In God We Trust. All Others Must Bring Data.

I knew it would happen sooner or later, and earlier this week it finally did.

In 2003 US News & World Report pronounced my hospital, UCSF Medical Center, the 7th best in the nation. That same year, Medicare launched its Hospital Compare website. For the first time, quality measures for patients with pneumonia, heart failure, and heart attack were now instantly available on the Internet. While we performed well on many of the Medicare measures, we were mediocre on some. And on one of them – the percent of hospitalized pneumonia patients who received pneumococcal vaccination prior to discharge – we were abysmal, getting it right only 10% of the time.

Here we were, a billion dollar university hospital, one of healthcare’s true Meccas, and we couldn’t figure out how to give patients a simple vaccine. Trying to inspire my colleagues to tackle this and other QI projects with the passion they require, I appealed to both physicians’ duty to patients and our innate competitiveness. US News & World Report might now consider us one of the top ten hospitals in the country, I said, but that was largely a reputational contest. How long do you think it’ll be before these publicly reported quality measures factor heavily into the US News rankings? Or that our reputation will actually be determined by real performance data?

The late Israeli prime minister Golda Meir once quipped, “Don’t be humble, you’re not that great.” To me, the launch of the Hospital Compare website was our Golda Meir moment.

And yesterday, when USN&WR unveiled its annual “Honor Roll” of “America’s Best Hospitals” for 2012, our Golda Meir moment came home to roost. UCSF had fallen out of the top 10 for the first time in over a decade – dropping from number 7 to number 13. The headline, though, was that Johns Hopkins Hospital had been pushed off its Number One perch, the coveted (and widely advertised) spot it held for 21 years.

What happened? When US News launched its Best Hospitals list with its April 30, 1990 issue, the entire ranking (which, then and now, considers only large teaching hospitals with advanced technologies) was based on reputation – a survey of 400 experts in each specialty rated the best hospitals in their field. Was this a measure of quality and safety? Maybe a little. But I’d bet that the rankings had more to do with the prominence of each hospital’s senior physicians, its publications and NIH portfolio, the quality of its training programs, and its successes in philanthropy than with the quality of the care it delivered. While the magazine changed the methodology to include some non-reputational outcome and process data in 1993, the reputational survey remained the most important factor. A 2010 Annals of Internal Medicine study found that the reputational score explained the final overall ranking in more than 90% of cases.

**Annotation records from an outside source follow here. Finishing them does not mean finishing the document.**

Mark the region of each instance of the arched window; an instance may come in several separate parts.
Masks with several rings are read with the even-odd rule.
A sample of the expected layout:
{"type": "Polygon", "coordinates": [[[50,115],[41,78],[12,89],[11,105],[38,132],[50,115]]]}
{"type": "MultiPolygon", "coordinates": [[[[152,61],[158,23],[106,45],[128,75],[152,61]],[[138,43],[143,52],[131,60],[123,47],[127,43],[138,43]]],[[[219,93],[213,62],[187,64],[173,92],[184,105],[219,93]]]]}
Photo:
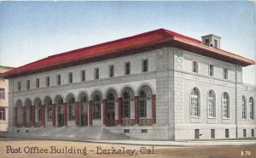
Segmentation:
{"type": "Polygon", "coordinates": [[[126,92],[123,94],[123,118],[130,118],[130,95],[126,92]]]}
{"type": "Polygon", "coordinates": [[[194,88],[191,92],[191,116],[200,116],[200,96],[197,88],[194,88]]]}
{"type": "Polygon", "coordinates": [[[139,104],[140,117],[147,117],[147,95],[143,90],[140,91],[139,104]]]}
{"type": "Polygon", "coordinates": [[[87,99],[85,96],[83,96],[81,97],[80,99],[80,104],[81,104],[81,106],[80,106],[80,109],[81,109],[81,112],[86,112],[84,111],[85,110],[85,103],[87,102],[87,99]]]}
{"type": "Polygon", "coordinates": [[[17,106],[17,123],[22,123],[22,102],[18,100],[16,103],[17,106]]]}
{"type": "Polygon", "coordinates": [[[72,98],[68,100],[68,120],[73,121],[75,118],[75,110],[74,110],[74,98],[72,98]]]}
{"type": "Polygon", "coordinates": [[[114,120],[114,96],[113,93],[108,95],[106,112],[108,120],[114,120]]]}
{"type": "Polygon", "coordinates": [[[36,121],[42,121],[42,102],[40,99],[37,98],[34,101],[35,104],[35,114],[36,114],[36,121]]]}
{"type": "Polygon", "coordinates": [[[249,106],[250,106],[250,119],[254,119],[254,100],[253,97],[249,99],[249,106]]]}
{"type": "Polygon", "coordinates": [[[51,105],[51,101],[49,101],[46,103],[46,107],[47,107],[47,121],[52,121],[52,105],[51,105]]]}
{"type": "Polygon", "coordinates": [[[242,96],[241,98],[241,118],[247,118],[247,102],[245,96],[242,96]]]}
{"type": "Polygon", "coordinates": [[[230,98],[227,93],[222,96],[222,114],[224,118],[230,118],[230,98]]]}
{"type": "Polygon", "coordinates": [[[215,95],[213,91],[208,92],[208,117],[216,117],[215,95]]]}
{"type": "Polygon", "coordinates": [[[99,95],[93,98],[93,119],[101,119],[101,99],[99,95]]]}
{"type": "Polygon", "coordinates": [[[30,99],[27,99],[25,102],[26,106],[26,122],[32,122],[32,102],[30,99]]]}
{"type": "Polygon", "coordinates": [[[41,102],[39,104],[38,104],[37,106],[37,119],[38,119],[38,121],[42,121],[42,104],[41,104],[41,102]]]}
{"type": "Polygon", "coordinates": [[[63,108],[61,107],[63,104],[63,99],[61,99],[57,101],[57,110],[58,114],[63,114],[63,108]]]}

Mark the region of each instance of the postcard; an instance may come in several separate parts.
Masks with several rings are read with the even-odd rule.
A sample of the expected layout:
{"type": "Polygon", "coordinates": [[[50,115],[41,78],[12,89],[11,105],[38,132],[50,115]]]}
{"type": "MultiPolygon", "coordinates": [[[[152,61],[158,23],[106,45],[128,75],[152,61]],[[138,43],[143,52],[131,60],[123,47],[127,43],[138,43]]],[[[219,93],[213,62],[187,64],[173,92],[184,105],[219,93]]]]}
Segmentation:
{"type": "Polygon", "coordinates": [[[0,3],[0,157],[255,157],[253,1],[0,3]]]}

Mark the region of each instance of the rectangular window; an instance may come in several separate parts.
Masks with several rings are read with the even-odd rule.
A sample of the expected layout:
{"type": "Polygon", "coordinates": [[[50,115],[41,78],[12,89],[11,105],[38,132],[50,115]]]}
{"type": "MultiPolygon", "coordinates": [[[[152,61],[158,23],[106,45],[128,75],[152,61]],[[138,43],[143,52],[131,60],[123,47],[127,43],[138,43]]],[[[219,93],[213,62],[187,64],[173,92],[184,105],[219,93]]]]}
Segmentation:
{"type": "Polygon", "coordinates": [[[49,76],[46,76],[46,87],[49,87],[49,76]]]}
{"type": "Polygon", "coordinates": [[[100,78],[100,71],[99,68],[94,69],[94,79],[99,79],[100,78]]]}
{"type": "Polygon", "coordinates": [[[211,138],[215,138],[215,129],[211,129],[211,138]]]}
{"type": "Polygon", "coordinates": [[[214,48],[218,48],[218,41],[214,40],[214,48]]]}
{"type": "Polygon", "coordinates": [[[130,129],[124,129],[124,133],[130,133],[130,129]]]}
{"type": "Polygon", "coordinates": [[[199,129],[195,129],[195,138],[199,138],[199,129]]]}
{"type": "Polygon", "coordinates": [[[214,67],[213,67],[213,65],[209,65],[209,75],[210,75],[210,76],[213,76],[213,75],[214,75],[214,67]]]}
{"type": "Polygon", "coordinates": [[[61,75],[57,75],[57,85],[61,85],[61,75]]]}
{"type": "Polygon", "coordinates": [[[20,90],[21,90],[20,82],[17,82],[17,89],[18,89],[18,91],[20,91],[20,90]]]}
{"type": "Polygon", "coordinates": [[[68,73],[68,82],[69,83],[73,82],[73,73],[72,72],[68,73]]]}
{"type": "Polygon", "coordinates": [[[0,109],[0,120],[5,120],[5,108],[0,109]]]}
{"type": "Polygon", "coordinates": [[[142,129],[142,130],[141,130],[141,133],[148,133],[148,129],[142,129]]]}
{"type": "Polygon", "coordinates": [[[26,80],[26,89],[30,89],[30,80],[26,80]]]}
{"type": "Polygon", "coordinates": [[[81,71],[81,82],[85,82],[85,71],[81,71]]]}
{"type": "Polygon", "coordinates": [[[143,60],[143,72],[148,72],[148,59],[143,60]]]}
{"type": "Polygon", "coordinates": [[[4,88],[0,88],[0,99],[4,99],[4,88]]]}
{"type": "Polygon", "coordinates": [[[131,74],[131,63],[127,62],[125,64],[125,75],[131,74]]]}
{"type": "Polygon", "coordinates": [[[225,138],[230,138],[230,130],[225,129],[225,138]]]}
{"type": "Polygon", "coordinates": [[[247,137],[247,129],[242,130],[242,135],[243,137],[247,137]]]}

For this year’s ranking, USN&WR changed its methodology again, dialing down the credit for reputation (to just under one-third) and increasing the weight given to other statistical measures of quality, such as risk-adjusted mortality (32.5%), patient safety (things like major post-operative bleeding, 5%), and “other care-related indicators” (such as nurse-staffing, 30%). The result is that the Top Ten list – which had been about as predictable as the one chiseled on Mount Sinai – now offered some drama. In addition to UCSF and Hopkins, others that dropped included Penn (10th to 15th) and Michigan (14th to 17th); Vanderbilt, Stanford, and University of Washington fell off the list (which ends at 17) entirely. Moving up were Mass General (now number one), Pitt (from 12th to 10th), and two hospitals that had previously been off the list (NYU, now 11th, and Northwestern, now 12th).

Americans love rankings, and the hospital ranking game has become big business. Ranking is a cash cow for the rankers: when US News publishes a rankings issue (not just of hospitals but professional schools, colleges, and more), it’s a guaranteed hot seller. Rankings are also a big deal for those who get ranked. Hospitals are now ranked by at least half a dozen organizations, including Solucient (recently renamed Truven) and Healthgrades. Even the Joint Commission, which used to limit its work to hospital accreditation, has joined the ranking business. Just in the past two months, two new rankings were released, one by the business coalition The Leapfrog Group and another by Consumer Reports. Add up all the top hospitals lists and you’ll see some 500 American hospitals that can (and do, in billboards large and small) claim to be “One of the Top 100 in the Nation.”

Importantly, the evidence that patients use these rankings to make choices about where to receive their care is limited (Bill Clinton famously choose a “poorly ranked,” on outcomes at least, heart surgeon for his heart bypass operation, based on the surgeon’s reputation). Yet there is no question that good results are touted widely and disappointing results lead to significant soul searching, changes in resource allocation, and even some real improvements. After our Golda Meir moment in 2003, my hospital utterly transformed its approach to quality, safety, and patient experience, and we have made amazing strides (including, you’ll be pleased to know, in our pneumovax rate). Without question, UCSF is a far better hospital today than it was then, and I don’t think that would have happened without public reporting and rankings. The fact that a few of our peer hospitals moved the needle even farther than we did, as reflected in this year’s USN&WR list, will motivate us to do still better.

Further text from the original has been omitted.